Pecora didn't like what he saw last night - despite highlights such as Charles Jenkins' 26 points, Miklos Szabo's 14 points and 12 rebounds and a very energetic game by freshmen Chaz Williams and Yves Jules - any more than he liked anything else lately from a team that is 9-11 overall, 2-6 in the Colonial Athletic Association and 1-3 at home in conference play.
He was displeased with the effort that let George Mason (12-7, 7-1) run the floor so breezily and fire up three-pointers so easily. The Pride was down by eight at halftime and looked to be in trouble. That became big trouble in the second half. Whenever Hofstra made a run, Cam Long (27 points) or one of his teammates answered.

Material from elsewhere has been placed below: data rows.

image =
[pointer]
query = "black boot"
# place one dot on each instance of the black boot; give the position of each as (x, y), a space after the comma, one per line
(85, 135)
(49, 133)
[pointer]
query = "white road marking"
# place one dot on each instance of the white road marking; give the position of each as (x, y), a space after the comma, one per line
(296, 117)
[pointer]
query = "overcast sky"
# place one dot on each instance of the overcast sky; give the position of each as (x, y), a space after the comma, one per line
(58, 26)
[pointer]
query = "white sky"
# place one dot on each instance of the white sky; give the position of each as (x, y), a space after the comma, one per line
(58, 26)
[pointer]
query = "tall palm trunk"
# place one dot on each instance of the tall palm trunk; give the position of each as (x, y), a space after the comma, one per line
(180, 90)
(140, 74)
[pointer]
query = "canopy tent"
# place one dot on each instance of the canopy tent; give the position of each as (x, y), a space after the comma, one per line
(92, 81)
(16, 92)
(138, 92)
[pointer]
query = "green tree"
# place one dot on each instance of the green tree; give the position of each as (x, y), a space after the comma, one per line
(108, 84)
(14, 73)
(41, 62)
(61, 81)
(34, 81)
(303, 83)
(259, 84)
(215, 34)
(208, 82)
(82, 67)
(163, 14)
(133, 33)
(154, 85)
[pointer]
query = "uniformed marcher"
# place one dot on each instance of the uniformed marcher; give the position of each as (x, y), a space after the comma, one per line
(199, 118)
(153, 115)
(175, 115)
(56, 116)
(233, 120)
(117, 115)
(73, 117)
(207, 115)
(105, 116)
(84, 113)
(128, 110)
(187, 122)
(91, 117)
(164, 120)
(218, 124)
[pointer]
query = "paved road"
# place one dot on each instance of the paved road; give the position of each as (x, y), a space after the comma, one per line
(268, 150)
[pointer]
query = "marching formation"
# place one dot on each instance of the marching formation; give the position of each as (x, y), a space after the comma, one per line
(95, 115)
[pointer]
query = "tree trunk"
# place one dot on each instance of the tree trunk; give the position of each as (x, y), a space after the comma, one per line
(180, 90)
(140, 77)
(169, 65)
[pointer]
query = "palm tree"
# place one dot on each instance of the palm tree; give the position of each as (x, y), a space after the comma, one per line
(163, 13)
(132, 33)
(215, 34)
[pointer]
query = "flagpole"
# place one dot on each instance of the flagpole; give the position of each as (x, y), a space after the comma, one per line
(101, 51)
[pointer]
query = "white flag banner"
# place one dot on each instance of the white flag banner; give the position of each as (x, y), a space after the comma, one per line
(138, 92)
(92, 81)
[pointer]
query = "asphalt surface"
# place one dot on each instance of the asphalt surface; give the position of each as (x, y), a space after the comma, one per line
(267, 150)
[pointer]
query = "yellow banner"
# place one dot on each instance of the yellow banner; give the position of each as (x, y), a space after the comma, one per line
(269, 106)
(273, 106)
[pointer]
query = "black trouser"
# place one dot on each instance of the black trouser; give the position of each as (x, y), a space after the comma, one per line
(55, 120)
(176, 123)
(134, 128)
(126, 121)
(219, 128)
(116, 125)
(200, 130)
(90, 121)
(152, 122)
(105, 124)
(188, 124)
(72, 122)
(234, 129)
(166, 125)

"We're not a talented enough group yet for the guys to just go out and play," said the coach, who sequestered his team after the game and didn't let them speak with the media. He began his news conference with his failure to motivate, saying, "This one's on me, boys."
The same will not be said about the burdens at upcoming practices. Pecora said he will start every workout with the Hofstra drill, which involves a player taking a charge, then sprinting the length of the court. The coach acknowledged that Hofstra has been beleaguered by injuries and claims he took it easy on the seven healthy players.
"I shouldn't have," he said, adding that future sessions will be different. "If we have to dress five or six one night, so be it. I'm not going to sleep, giving up 90 points."
Granted that George Mason is possibly the best team in the conference. Its run to the Final Four in 2006 actually helped Hofstra, which beat George Mason at home toward the end of that regular season. Pecora received an offer to jump to Seton Hall in the Big East, but elected to stay at Hofstra. He has learned that self-pity doesn't cut it, for the coach or players. Cornelius Vines was benched for most of the night because, Pecora said, he had lost confidence in himself.
"They've got scholarships here, $50,000 a year, to play basketball. It's a wonderful life," the coach said, adding that they should have been able to bounce back from a few close losses. "What are they going to do when they get in the real world?"
His players' world is about to get more real, and more tough.